I disagree with the author's sentiment in this piece. Since the US become the world's sole superpower in 1991, it has NOT wielded its power wisely. We wouldn't be in this position if that was the case.

If capitalism has taught us one thing, it should be the monopolies should be avoided. We've been led by people, economically and politically, who think that their immense power makes failure impossible. Planning and risk analysis have gone by the wayside. Cronyism is rampant.

Sure, the world is going to face some serious pain in the aftermath of this crisis, but no matter who's at the helm from now on, things could definitely improve. Maybe if countries don't have the luxury of military and economic dominance it will force them to be more cautious. A multi-polar world could serve as a de facto system of checks and balances. Maybe we can learn from this crisis and acknowledge the dangers of fiat currency using the printing press as a cure all. That alone would make any short term agony worthwhile.

Lastly, I've made too many friends from around the world to think we are in sole possession of "goodness" or any such thing. It's this kind of black-and-white thinking that got us into trouble in the first place. What purpose does exceptionalism serve, other than to pad egos and dull reasoning?

Anonymous said...

i read the article in the journal last nite, i think. i thought to myself, wow, liberal manhattanites really are the navel-gazing, elitist self-centered breed they have been charicatured as. not that she doesn't make some good points, but in flyover country we would say 'gee, suck it up, dear'

Anonymous said...

She's obviously read way too much Paul Kennedy and Kevin Phillips --- all that nonsense about financial economies run amok signaling the end of empires........zzzzzz

Anonymous said...

You can achieve rather a lot with prestige that otherwise could be achieved only by bribery, coercion or downright aggression. A loss of prestige should not be taken lightly. You'll know it's bad when the world's whingers stop complaining about Those Evil Americans and start jeering at Those Pathetic Americans. Mind you, Slick Willie and W may have pre-disposed them to that.

staghounds said...

I fully agree that the world we've protected since 1945 will miss us when we're not doing that job, as it missed the British in the 1920s and 30s.

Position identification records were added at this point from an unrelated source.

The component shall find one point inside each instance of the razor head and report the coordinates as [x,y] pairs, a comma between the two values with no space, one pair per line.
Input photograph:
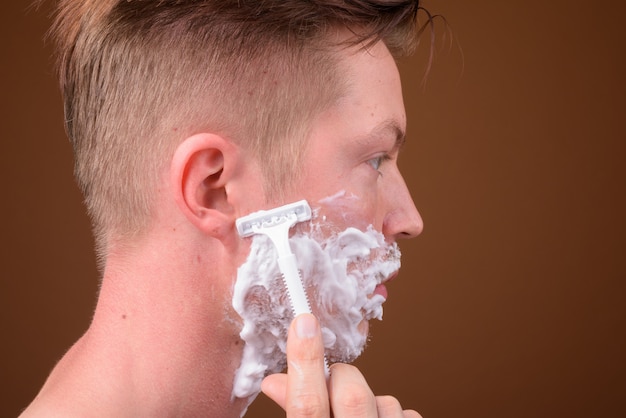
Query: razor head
[293,212]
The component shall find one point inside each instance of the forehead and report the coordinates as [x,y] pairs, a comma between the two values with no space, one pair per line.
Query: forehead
[371,106]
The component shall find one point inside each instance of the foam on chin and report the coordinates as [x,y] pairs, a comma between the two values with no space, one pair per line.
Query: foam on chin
[340,274]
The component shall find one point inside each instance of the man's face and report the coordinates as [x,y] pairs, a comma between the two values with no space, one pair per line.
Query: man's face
[361,207]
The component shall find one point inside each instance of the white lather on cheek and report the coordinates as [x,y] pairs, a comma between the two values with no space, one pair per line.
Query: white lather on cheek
[340,273]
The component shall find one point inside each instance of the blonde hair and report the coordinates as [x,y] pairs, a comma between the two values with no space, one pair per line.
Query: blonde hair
[138,76]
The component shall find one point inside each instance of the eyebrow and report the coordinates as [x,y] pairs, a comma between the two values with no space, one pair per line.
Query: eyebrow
[389,127]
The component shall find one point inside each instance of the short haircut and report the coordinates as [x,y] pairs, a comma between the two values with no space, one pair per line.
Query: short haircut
[139,76]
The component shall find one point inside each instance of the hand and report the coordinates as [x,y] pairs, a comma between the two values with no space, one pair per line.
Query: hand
[304,392]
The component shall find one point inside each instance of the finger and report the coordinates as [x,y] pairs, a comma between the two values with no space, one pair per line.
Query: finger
[388,407]
[307,395]
[275,387]
[350,395]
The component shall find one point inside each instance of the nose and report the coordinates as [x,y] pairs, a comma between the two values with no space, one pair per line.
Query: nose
[402,220]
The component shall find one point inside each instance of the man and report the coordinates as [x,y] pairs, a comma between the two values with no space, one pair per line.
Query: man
[187,115]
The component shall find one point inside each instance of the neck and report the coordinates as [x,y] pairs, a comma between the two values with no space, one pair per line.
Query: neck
[163,341]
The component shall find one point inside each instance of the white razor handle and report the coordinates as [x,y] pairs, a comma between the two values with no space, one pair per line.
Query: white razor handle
[291,275]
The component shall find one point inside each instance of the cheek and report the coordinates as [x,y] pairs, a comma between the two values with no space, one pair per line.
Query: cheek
[347,209]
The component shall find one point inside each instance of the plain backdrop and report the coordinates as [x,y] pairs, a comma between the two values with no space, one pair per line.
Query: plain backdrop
[510,304]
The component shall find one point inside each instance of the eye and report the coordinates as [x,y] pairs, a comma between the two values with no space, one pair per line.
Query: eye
[375,163]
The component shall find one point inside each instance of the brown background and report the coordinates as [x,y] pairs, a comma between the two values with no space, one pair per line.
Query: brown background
[510,304]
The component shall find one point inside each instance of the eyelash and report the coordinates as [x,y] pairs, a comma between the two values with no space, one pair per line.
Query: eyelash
[375,163]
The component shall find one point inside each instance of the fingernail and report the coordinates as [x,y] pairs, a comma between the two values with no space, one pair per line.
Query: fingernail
[306,326]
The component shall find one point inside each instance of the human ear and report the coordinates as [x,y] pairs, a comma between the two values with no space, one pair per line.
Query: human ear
[200,170]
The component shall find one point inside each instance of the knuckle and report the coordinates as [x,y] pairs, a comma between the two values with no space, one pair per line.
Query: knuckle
[307,405]
[356,400]
[388,405]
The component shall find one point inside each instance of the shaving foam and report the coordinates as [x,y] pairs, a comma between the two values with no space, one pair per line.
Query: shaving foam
[339,273]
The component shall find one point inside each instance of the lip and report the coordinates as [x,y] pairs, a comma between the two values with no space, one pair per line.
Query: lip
[381,289]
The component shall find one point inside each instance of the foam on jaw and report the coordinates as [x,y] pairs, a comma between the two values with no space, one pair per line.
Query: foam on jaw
[340,273]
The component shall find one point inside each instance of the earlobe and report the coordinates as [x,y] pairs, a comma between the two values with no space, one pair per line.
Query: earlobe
[201,168]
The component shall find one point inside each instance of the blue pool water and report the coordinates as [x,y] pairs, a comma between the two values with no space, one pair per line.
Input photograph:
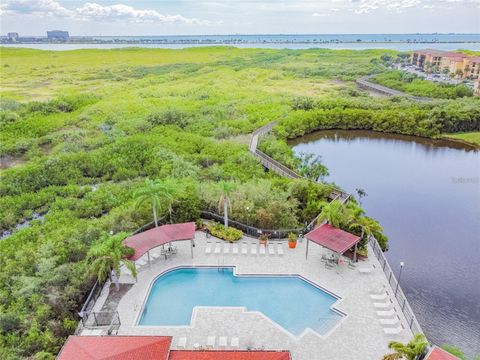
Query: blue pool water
[290,301]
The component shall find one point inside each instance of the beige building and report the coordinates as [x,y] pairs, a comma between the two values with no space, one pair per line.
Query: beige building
[446,61]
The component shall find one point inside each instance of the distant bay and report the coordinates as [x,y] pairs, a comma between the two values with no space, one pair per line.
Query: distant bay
[400,42]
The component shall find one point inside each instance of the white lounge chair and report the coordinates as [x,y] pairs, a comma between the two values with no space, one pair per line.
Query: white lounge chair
[208,249]
[364,270]
[392,321]
[393,331]
[182,342]
[382,305]
[244,249]
[279,249]
[386,313]
[222,342]
[379,297]
[211,342]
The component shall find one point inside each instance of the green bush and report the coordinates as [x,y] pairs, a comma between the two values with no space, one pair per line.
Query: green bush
[230,234]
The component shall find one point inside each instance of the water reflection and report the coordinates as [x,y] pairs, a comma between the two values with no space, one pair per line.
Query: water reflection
[426,194]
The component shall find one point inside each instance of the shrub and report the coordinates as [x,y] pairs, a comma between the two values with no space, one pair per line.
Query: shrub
[230,234]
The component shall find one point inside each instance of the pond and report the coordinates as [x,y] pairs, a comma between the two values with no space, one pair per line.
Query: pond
[426,194]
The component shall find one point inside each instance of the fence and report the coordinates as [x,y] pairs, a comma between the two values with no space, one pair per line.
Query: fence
[251,230]
[398,292]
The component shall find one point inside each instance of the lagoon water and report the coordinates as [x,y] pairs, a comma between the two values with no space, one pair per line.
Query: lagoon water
[426,194]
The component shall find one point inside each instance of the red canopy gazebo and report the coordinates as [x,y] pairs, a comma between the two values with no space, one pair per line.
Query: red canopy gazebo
[145,241]
[333,238]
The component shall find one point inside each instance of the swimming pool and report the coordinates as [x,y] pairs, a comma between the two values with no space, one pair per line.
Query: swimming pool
[289,301]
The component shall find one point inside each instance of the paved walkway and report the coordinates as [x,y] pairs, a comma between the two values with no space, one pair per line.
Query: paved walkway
[358,336]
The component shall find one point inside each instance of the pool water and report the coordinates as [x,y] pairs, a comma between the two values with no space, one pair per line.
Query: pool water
[289,301]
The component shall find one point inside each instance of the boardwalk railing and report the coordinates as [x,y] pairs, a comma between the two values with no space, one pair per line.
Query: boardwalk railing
[398,292]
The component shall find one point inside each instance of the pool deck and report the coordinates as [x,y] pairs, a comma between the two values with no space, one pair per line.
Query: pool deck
[359,335]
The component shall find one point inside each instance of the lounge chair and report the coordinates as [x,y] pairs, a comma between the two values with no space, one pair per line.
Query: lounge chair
[364,270]
[234,343]
[386,313]
[222,342]
[235,249]
[208,249]
[182,342]
[244,249]
[211,342]
[379,297]
[382,305]
[279,249]
[392,321]
[393,331]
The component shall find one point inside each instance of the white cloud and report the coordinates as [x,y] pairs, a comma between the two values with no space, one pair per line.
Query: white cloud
[92,11]
[126,12]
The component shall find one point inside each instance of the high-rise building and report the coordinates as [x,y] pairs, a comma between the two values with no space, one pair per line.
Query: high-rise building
[58,35]
[13,37]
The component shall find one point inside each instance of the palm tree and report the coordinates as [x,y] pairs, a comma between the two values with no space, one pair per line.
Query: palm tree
[333,213]
[108,254]
[410,351]
[226,189]
[156,191]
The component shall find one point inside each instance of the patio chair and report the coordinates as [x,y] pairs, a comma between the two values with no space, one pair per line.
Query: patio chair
[386,313]
[392,321]
[208,249]
[393,331]
[244,249]
[279,249]
[222,342]
[379,297]
[211,342]
[234,343]
[382,305]
[235,249]
[262,250]
[182,342]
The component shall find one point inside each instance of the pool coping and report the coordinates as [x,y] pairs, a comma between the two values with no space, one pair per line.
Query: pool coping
[307,330]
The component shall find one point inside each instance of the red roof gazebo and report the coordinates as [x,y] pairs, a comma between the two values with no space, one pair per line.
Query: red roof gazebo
[145,241]
[333,238]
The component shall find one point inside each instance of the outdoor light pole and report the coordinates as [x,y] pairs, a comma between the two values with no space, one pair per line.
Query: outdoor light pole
[402,264]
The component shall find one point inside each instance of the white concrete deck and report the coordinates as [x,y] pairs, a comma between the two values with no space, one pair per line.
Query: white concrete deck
[359,335]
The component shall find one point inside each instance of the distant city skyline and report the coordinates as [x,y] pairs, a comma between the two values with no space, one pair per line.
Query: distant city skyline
[189,17]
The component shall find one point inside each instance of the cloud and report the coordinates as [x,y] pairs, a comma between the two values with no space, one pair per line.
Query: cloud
[90,11]
[129,13]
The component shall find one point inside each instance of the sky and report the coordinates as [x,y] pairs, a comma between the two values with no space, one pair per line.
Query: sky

But I'm not writing us off just yet either. This supposed crisis, as you point out, hasn't even started to bite yet. I can remember the 1991 recession, which was much worse than this so far.

If we have genuinely hard times, we'll make it even if no one else does. The United States still controls: the seas; telecommunications; banking; and much of the importable food supply.

What it doesn't control of these, it can destroy or deny to others.

Just for example, what level of unemployment and voter anger do you think it would take for Congress or the President to impose a $100 per ton "sea patrol and satnav fee" on all oil shipments not destined for the U.S.?

Or all foreign shipping?

What level of oil price would cause us to confiscate the gulf states' sovereign wealth funds?

It might take us ten years to get cheap oil out of ANWR, but the Navy can get it for us in a month.

And what level of internal distress would cause us to vote for politicians who promised- and intended- to do this sort of thing?

People have forgotten since Manzanar and Tokyo and Hamburg and Nagasaki that we're not so gentle when angry or threatened.
If only one man in the group has a rifle, he won't starve while the others eat.